The length of the talker prompt ids.

construct_next_stage_streaming_input_prompt

construct_next_stage_streaming_input_prompt(
    payload_data: dict[str, Any], request: Any
) -> None

Update a downstream streaming request prompt from connector payload ids.

Async-chunk downstream stages are prewarmed before the real Talker prompt is known.

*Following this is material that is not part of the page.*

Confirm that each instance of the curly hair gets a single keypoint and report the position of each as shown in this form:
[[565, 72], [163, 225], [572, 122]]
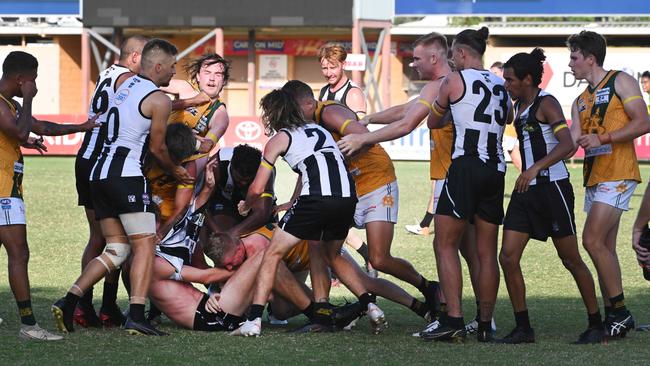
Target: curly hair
[[532, 64], [280, 110], [589, 43], [208, 59], [246, 159], [474, 39]]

When a Thinker payload carries ids.prompt, this helper:

  • Preserves num_computed_tokens (the scheduler token watermark).
  • Moves already-computed output tokens into prompt_token_ids.
  • Appends a new placeholder prompt slice sized from the upstream ids.
  • Refreshes block hashes so the scheduler allocates KV slots for the extended prompt without discarding prior computed state.

try_recv_via_connector

try_recv_via_connector(
    task: dict[str, Any],
    connectors: dict[Any, Any],
    stage_id: int,
) -> tuple[Any, dict[str, Any] | None]

Attempts to resolve input data from either connector or IPC. Returns (engine_inputs, rx_metrics) or (None, None) if failed/skipped.

try_send_via_connector

try_send_via_connector(
    connector: Any,
    stage_id: int,
    next_stage_id: int,
    req_id: str,
    next_inputs: Any,
    sampling_params: Any,
    original_prompt: Any,
    next_stage_queue_submit_fn: Callable[
        [dict[str, Any]], None
    ],
    metrics: OrchestratorAggregator,
) -> bool

Attempts to send data via OmniConnector. Returns True if successful, False otherwise. Encapsulates the logic of preparing payload, sending via connector, sending notification, and recording metrics.